Personal information
- Nationality: Slovakia
- Born: 23 January 1973 (age 53) Dunajská Streda, Trnava, Czechoslovakia
- Height: 1.80 m (5 ft 11 in)
- Weight: 84 kg (185 lb)

Sport
- Sport: Wrestling
- Event: Greco-Roman
- Club: ASK Dukla Trenčín
- Coached by: Petr Hirjak

Medal record
Men's Greco-Roman wrestling
Representing Slovakia
World Championships
| Bronze medal – third place | 2003 Créteil | 84 kg |

= Attila Bátky =

Slovak Greco-Roman wrestler (born 1973)

Attila Bátky (born 23 January 1973) is an amateur Slovakian Greco-Roman wrestler, who played for the men's light heavyweight category. He won a bronze medal for his division at the 2003 World Wrestling Championships in Créteil, France, earning him a spot on the Slovak wrestling team for the Olympics. Batky is a member of the wrestling team for ASK Dukla Trenčín, and is coached and trained by Petr Hirjak.
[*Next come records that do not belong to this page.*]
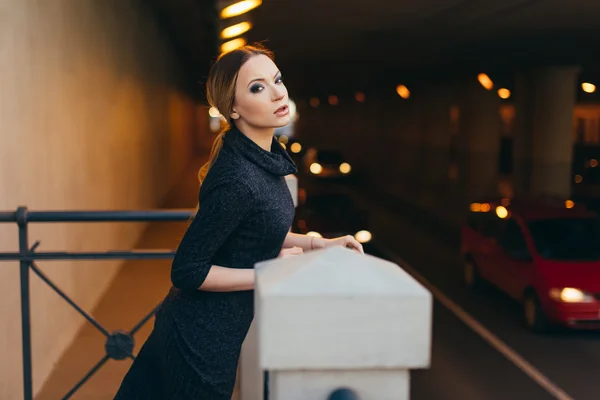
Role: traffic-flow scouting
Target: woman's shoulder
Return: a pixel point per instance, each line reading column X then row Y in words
column 227, row 183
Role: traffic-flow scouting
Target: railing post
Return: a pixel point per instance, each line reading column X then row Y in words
column 336, row 320
column 253, row 383
column 25, row 305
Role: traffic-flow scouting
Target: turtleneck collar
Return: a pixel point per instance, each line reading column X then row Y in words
column 277, row 161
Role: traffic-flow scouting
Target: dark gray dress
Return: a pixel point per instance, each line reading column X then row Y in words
column 245, row 213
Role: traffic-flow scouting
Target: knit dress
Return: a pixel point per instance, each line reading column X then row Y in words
column 246, row 211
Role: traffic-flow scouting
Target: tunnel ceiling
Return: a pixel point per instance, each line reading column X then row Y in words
column 324, row 45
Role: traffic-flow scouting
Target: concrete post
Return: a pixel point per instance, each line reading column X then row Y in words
column 436, row 143
column 333, row 319
column 479, row 143
column 251, row 376
column 552, row 139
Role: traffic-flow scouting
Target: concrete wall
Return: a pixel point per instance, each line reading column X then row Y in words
column 90, row 118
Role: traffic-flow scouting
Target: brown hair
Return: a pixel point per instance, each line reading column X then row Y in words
column 220, row 91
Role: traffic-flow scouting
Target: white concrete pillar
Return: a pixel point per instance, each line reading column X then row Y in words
column 479, row 142
column 334, row 318
column 552, row 136
column 251, row 376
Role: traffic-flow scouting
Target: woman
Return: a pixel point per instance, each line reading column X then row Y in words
column 244, row 216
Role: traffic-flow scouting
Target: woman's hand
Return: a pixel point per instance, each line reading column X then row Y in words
column 347, row 241
column 292, row 251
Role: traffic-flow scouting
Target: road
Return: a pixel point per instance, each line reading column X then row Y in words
column 464, row 365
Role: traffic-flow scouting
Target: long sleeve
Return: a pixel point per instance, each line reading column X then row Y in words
column 222, row 208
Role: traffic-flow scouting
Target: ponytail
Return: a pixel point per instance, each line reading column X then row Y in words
column 214, row 153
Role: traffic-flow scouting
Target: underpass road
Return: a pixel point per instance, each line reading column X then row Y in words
column 464, row 365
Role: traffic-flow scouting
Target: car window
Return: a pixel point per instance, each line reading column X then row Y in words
column 513, row 241
column 567, row 238
column 487, row 224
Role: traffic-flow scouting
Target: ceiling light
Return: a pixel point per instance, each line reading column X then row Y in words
column 239, row 8
column 403, row 91
column 588, row 87
column 236, row 30
column 485, row 81
column 232, row 45
column 504, row 93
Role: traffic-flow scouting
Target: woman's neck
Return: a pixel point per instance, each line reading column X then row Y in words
column 262, row 137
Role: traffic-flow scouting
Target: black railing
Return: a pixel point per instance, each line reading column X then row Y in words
column 120, row 343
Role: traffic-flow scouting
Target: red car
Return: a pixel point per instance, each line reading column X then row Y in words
column 542, row 252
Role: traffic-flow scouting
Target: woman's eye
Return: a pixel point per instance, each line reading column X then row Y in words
column 256, row 88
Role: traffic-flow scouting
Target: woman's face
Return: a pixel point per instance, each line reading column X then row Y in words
column 261, row 98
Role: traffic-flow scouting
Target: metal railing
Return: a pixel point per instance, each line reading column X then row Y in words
column 120, row 343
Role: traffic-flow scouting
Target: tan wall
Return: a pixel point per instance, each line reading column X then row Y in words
column 89, row 119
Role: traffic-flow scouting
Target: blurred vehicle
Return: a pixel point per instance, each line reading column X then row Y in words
column 544, row 253
column 326, row 164
column 332, row 215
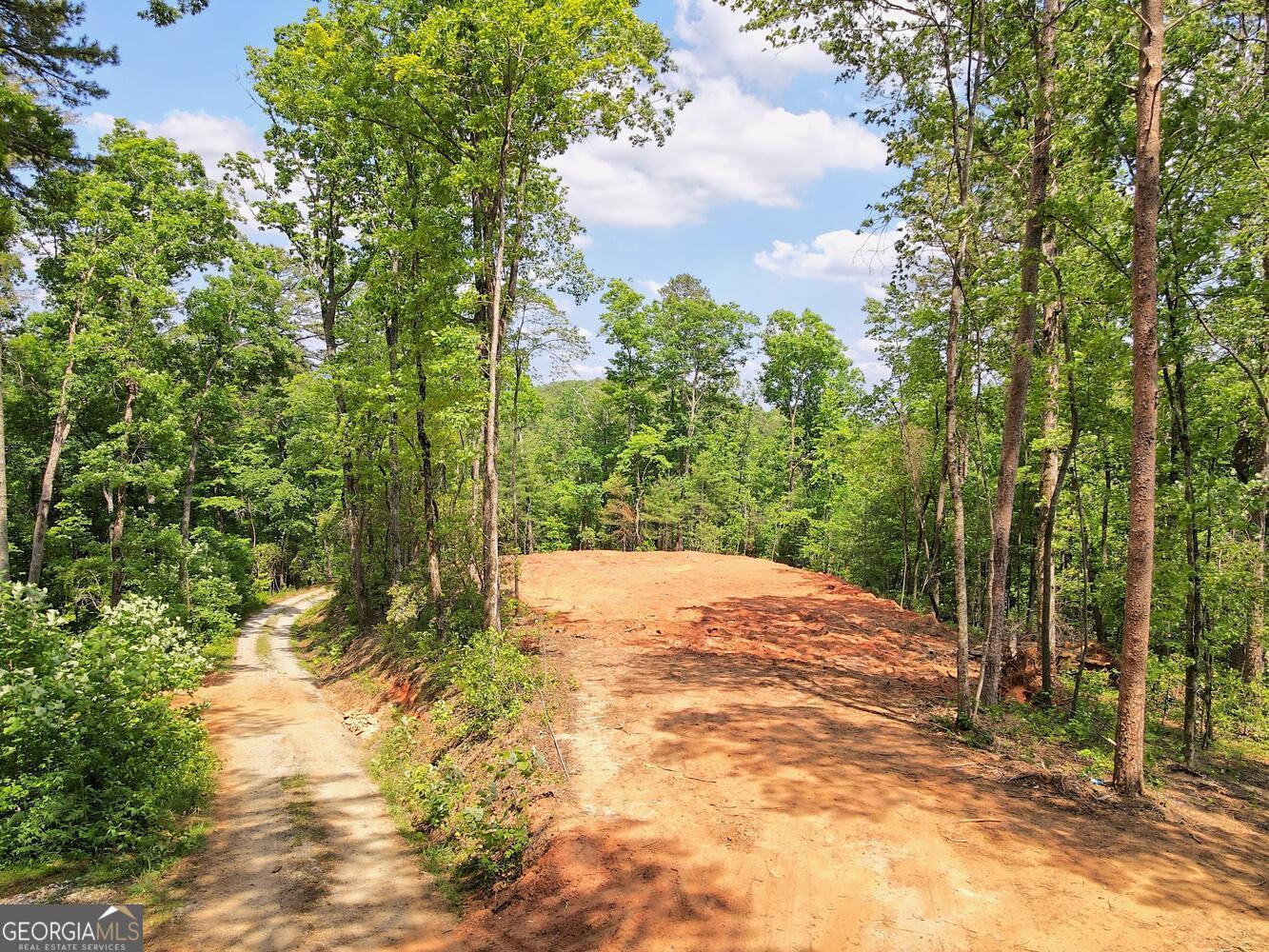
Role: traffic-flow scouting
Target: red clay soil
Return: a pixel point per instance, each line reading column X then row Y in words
column 749, row 773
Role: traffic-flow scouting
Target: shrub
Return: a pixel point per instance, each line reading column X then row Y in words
column 492, row 834
column 94, row 758
column 492, row 677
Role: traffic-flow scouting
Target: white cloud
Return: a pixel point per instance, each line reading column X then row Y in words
column 731, row 144
column 586, row 371
column 861, row 258
column 719, row 45
column 210, row 137
column 727, row 147
column 864, row 356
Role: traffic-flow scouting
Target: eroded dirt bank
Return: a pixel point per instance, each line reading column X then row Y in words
column 746, row 776
column 302, row 855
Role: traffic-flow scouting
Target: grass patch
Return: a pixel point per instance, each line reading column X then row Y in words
column 467, row 824
column 301, row 809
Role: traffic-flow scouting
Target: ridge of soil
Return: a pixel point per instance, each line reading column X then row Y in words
column 749, row 773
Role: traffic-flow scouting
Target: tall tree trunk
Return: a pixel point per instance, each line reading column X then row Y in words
column 952, row 451
column 187, row 508
column 490, row 567
column 121, row 499
column 351, row 522
column 187, row 501
column 61, row 432
column 391, row 334
column 1254, row 649
column 1130, row 753
column 4, row 483
column 1176, row 385
column 1024, row 337
column 430, row 510
column 1046, row 510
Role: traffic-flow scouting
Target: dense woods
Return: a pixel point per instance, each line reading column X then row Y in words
column 1069, row 449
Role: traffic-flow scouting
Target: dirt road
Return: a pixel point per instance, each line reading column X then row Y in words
column 746, row 776
column 302, row 855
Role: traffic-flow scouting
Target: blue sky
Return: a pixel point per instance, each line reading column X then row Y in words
column 759, row 192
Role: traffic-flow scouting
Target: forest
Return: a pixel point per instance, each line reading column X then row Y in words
column 347, row 362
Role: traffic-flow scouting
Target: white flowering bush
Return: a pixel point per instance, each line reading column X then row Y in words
column 94, row 754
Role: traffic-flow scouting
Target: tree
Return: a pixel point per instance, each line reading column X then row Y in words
column 142, row 219
column 1131, row 725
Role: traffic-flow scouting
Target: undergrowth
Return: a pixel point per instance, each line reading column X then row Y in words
column 454, row 773
column 1082, row 739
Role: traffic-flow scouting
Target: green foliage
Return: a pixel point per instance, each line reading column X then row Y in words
column 476, row 829
column 94, row 757
column 491, row 834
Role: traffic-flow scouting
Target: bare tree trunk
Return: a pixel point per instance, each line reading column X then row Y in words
column 1046, row 510
column 430, row 512
column 4, row 483
column 1177, row 395
column 1130, row 753
column 61, row 432
column 187, row 501
column 391, row 334
column 952, row 451
column 490, row 567
column 187, row 508
column 121, row 501
column 1020, row 375
column 1254, row 649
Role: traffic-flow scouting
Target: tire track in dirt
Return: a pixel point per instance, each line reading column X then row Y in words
column 302, row 855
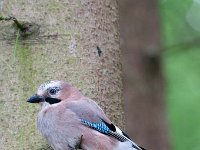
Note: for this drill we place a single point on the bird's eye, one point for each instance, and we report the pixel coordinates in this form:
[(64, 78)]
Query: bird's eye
[(53, 91)]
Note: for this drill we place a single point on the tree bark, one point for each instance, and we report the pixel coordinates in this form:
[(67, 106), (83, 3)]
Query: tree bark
[(64, 49), (142, 73)]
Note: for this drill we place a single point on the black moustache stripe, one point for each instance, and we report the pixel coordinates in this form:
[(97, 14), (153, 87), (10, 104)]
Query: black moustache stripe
[(52, 100)]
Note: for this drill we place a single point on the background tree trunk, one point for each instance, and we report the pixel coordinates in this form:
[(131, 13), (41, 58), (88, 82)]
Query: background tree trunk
[(143, 77), (64, 49)]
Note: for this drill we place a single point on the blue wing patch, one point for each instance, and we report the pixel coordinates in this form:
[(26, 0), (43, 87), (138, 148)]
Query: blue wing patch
[(99, 126)]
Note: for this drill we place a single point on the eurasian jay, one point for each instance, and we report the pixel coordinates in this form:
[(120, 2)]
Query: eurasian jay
[(69, 120)]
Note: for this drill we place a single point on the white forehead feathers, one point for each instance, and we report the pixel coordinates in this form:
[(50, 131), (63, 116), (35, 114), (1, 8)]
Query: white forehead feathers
[(43, 87)]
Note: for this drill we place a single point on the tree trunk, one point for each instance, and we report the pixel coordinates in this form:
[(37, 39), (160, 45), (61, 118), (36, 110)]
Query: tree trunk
[(143, 77), (65, 48)]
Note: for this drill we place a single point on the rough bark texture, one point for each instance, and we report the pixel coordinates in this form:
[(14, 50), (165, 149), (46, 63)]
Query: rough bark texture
[(65, 49), (143, 78)]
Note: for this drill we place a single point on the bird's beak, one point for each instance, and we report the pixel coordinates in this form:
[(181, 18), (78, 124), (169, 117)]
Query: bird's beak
[(35, 99)]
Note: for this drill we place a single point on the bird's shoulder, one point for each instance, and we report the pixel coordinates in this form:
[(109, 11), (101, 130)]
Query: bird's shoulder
[(87, 109)]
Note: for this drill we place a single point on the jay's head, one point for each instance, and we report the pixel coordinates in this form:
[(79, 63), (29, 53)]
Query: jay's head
[(54, 92)]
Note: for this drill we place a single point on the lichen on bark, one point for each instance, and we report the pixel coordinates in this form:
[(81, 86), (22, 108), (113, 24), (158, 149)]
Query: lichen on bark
[(65, 49)]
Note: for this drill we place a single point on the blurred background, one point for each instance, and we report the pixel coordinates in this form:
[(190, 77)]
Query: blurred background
[(161, 75)]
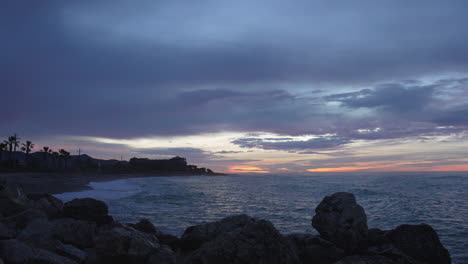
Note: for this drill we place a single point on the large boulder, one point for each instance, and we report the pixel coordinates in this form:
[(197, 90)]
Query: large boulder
[(124, 244), (313, 249), (16, 252), (44, 234), (195, 236), (338, 218), (75, 232), (22, 219), (420, 242), (87, 209), (51, 205), (6, 232), (12, 199), (255, 242)]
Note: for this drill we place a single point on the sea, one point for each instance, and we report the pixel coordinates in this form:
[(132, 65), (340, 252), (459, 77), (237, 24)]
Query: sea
[(288, 201)]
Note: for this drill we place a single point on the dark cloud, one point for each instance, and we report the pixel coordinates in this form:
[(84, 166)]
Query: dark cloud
[(116, 69), (322, 142)]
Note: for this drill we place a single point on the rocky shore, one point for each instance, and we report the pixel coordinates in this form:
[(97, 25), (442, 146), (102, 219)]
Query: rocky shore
[(39, 228)]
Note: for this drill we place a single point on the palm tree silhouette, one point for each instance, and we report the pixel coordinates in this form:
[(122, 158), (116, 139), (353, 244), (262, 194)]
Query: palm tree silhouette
[(46, 151), (12, 143), (27, 147), (3, 147), (56, 156), (65, 155)]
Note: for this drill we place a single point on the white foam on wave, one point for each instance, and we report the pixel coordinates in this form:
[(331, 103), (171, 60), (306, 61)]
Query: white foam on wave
[(104, 191)]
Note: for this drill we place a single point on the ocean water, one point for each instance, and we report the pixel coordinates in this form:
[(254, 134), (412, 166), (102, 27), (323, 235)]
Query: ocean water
[(174, 203)]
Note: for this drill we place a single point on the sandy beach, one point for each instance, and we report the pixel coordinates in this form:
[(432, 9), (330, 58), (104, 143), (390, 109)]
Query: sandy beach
[(54, 183)]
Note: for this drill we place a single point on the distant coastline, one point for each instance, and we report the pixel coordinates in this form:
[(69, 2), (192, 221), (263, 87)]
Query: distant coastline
[(55, 183)]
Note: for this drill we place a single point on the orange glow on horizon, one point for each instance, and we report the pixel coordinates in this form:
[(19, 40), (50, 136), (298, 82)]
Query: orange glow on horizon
[(239, 169), (338, 169)]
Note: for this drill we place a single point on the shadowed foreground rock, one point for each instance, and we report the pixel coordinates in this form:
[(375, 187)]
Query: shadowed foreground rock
[(341, 220), (40, 229)]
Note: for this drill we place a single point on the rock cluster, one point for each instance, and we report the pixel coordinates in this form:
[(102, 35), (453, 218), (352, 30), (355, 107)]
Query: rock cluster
[(39, 228)]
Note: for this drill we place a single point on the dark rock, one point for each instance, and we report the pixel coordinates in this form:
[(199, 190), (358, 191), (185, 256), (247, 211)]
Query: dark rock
[(195, 236), (87, 209), (12, 199), (16, 252), (76, 232), (6, 232), (21, 220), (163, 256), (44, 256), (13, 251), (376, 236), (341, 220), (313, 249), (124, 244), (420, 242), (365, 260), (51, 205), (170, 240), (71, 252), (255, 242), (9, 207), (144, 225), (38, 233)]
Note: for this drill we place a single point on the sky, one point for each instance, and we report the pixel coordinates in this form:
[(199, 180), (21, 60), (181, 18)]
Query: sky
[(241, 86)]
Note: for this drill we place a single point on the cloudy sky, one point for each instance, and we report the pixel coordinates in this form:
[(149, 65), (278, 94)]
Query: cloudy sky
[(242, 86)]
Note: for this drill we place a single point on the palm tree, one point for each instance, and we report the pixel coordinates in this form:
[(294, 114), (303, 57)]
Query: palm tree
[(27, 147), (65, 155), (12, 143), (46, 151), (56, 156), (3, 147)]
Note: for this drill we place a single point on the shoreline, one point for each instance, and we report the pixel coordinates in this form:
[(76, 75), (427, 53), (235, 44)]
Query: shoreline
[(56, 183)]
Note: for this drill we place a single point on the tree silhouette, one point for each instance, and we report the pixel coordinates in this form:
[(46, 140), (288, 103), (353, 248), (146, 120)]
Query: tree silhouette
[(65, 155), (27, 147), (46, 151), (3, 147), (12, 142), (56, 156)]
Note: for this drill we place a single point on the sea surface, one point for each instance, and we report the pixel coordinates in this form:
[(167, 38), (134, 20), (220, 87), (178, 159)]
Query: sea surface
[(174, 203)]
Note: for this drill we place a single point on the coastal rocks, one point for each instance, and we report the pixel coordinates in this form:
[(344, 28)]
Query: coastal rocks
[(313, 249), (144, 225), (124, 244), (75, 232), (12, 199), (6, 232), (195, 236), (81, 232), (22, 219), (420, 242), (14, 251), (49, 204), (342, 221), (17, 252), (242, 239), (366, 260), (87, 209)]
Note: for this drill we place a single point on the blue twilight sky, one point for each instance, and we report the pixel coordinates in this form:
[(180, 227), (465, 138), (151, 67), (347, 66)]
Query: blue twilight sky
[(263, 86)]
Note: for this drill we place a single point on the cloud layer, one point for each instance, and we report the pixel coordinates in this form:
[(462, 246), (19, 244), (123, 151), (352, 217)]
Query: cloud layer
[(342, 73)]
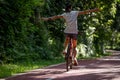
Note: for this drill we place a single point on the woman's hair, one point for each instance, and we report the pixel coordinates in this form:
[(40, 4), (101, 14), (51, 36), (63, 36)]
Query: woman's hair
[(68, 7)]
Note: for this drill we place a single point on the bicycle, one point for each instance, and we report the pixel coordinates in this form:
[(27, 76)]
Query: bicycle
[(69, 55)]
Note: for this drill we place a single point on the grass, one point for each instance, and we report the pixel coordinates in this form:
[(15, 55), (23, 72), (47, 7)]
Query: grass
[(11, 69)]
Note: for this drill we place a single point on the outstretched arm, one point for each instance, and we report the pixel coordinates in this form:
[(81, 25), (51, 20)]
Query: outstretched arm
[(88, 11), (52, 18)]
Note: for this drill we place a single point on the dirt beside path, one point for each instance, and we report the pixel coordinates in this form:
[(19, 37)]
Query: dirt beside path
[(107, 68)]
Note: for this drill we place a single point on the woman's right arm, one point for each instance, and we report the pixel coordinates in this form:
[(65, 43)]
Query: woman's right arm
[(52, 18)]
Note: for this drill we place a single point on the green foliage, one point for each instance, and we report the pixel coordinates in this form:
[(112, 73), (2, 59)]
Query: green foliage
[(23, 36)]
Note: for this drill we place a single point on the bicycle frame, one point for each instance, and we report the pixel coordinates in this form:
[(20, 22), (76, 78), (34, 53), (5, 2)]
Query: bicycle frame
[(69, 55)]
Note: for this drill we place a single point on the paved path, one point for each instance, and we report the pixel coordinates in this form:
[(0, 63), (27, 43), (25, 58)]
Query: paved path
[(107, 68)]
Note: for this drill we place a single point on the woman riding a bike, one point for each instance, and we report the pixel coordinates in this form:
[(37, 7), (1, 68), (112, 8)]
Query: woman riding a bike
[(71, 29)]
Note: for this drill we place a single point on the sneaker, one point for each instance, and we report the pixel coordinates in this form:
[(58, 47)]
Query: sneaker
[(64, 52)]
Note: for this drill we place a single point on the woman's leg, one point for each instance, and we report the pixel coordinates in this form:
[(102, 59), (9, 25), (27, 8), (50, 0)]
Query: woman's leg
[(74, 41), (66, 44)]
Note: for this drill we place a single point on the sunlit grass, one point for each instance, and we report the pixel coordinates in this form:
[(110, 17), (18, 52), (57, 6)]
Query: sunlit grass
[(7, 70)]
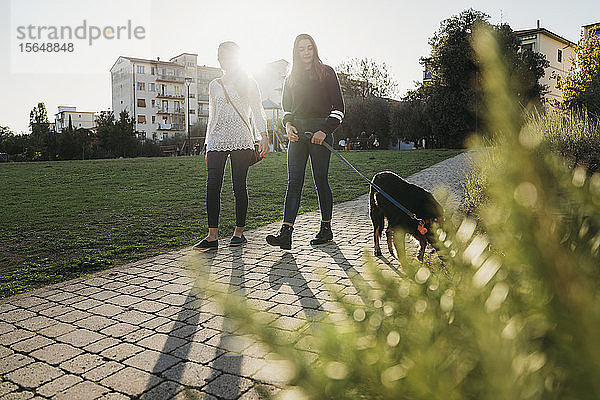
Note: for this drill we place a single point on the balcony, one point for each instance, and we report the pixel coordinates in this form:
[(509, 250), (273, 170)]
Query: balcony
[(169, 78), (170, 96), (162, 110), (170, 127)]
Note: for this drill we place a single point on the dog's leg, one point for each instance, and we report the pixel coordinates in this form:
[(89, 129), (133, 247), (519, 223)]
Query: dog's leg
[(378, 223), (423, 243), (396, 242)]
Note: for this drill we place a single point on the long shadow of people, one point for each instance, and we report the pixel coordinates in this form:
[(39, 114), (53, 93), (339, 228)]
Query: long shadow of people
[(227, 367), (361, 285), (286, 271)]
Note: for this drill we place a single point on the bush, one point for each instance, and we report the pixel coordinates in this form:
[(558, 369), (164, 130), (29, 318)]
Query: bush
[(517, 315)]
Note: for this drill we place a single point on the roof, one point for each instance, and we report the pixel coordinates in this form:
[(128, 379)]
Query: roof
[(544, 31), (268, 103), (185, 54)]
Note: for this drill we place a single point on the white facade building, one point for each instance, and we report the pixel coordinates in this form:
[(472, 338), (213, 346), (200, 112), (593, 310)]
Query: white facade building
[(77, 119), (157, 94), (558, 52)]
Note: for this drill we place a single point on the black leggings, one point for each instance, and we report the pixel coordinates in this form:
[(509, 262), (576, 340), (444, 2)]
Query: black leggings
[(297, 156), (215, 165)]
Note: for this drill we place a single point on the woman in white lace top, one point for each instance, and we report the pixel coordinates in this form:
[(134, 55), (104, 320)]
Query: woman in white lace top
[(234, 107)]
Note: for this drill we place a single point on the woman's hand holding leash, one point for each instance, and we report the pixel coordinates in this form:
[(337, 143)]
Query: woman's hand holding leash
[(263, 145), (291, 131), (318, 137)]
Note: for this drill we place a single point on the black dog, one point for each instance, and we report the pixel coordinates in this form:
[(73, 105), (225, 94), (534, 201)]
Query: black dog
[(415, 199)]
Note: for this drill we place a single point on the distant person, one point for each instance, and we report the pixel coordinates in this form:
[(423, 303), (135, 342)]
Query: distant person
[(232, 99), (312, 102)]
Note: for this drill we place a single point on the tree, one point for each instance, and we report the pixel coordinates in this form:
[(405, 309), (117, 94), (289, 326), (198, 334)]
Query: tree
[(365, 78), (581, 86), (43, 143), (453, 98)]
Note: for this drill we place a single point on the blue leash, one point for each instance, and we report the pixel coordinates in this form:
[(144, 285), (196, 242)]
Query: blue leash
[(308, 135)]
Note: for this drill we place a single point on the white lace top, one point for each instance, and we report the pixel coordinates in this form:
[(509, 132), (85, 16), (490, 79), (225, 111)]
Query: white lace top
[(225, 129)]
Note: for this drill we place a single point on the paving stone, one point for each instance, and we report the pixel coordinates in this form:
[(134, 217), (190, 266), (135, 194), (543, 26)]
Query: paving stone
[(57, 329), (124, 300), (82, 363), (16, 315), (227, 386), (95, 322), (161, 342), (7, 387), (118, 330), (121, 351), (56, 353), (13, 361), (101, 344), (34, 375), (80, 337), (190, 373), (31, 344), (36, 323), (115, 396), (85, 390), (87, 304), (198, 352), (58, 385), (73, 316), (166, 390), (134, 317), (15, 336), (107, 310), (152, 361), (18, 395), (102, 371), (131, 381)]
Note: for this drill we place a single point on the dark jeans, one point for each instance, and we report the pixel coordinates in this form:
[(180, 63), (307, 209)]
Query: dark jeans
[(215, 165), (297, 156)]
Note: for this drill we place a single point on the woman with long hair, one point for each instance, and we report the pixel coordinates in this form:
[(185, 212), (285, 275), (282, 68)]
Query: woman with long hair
[(232, 100), (312, 102)]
Batky made his official debut for the 2004 Summer Olympics in Athens, where he placed third in the preliminary pool of the men's 84 kg class, against Sweden's Ara Abrahamian, Japan's Shingo Matsumoto, and Kyrgyzstan's Janarbek Kenjeev.

At the 2008 Summer Olympics in Beijing, Batky competed for the second time in the men's 84 kg class. He lost the qualifying round match to Cuba's Yunior Estrada, who was able to score nine points in two straight periods, leaving Batky without a single point.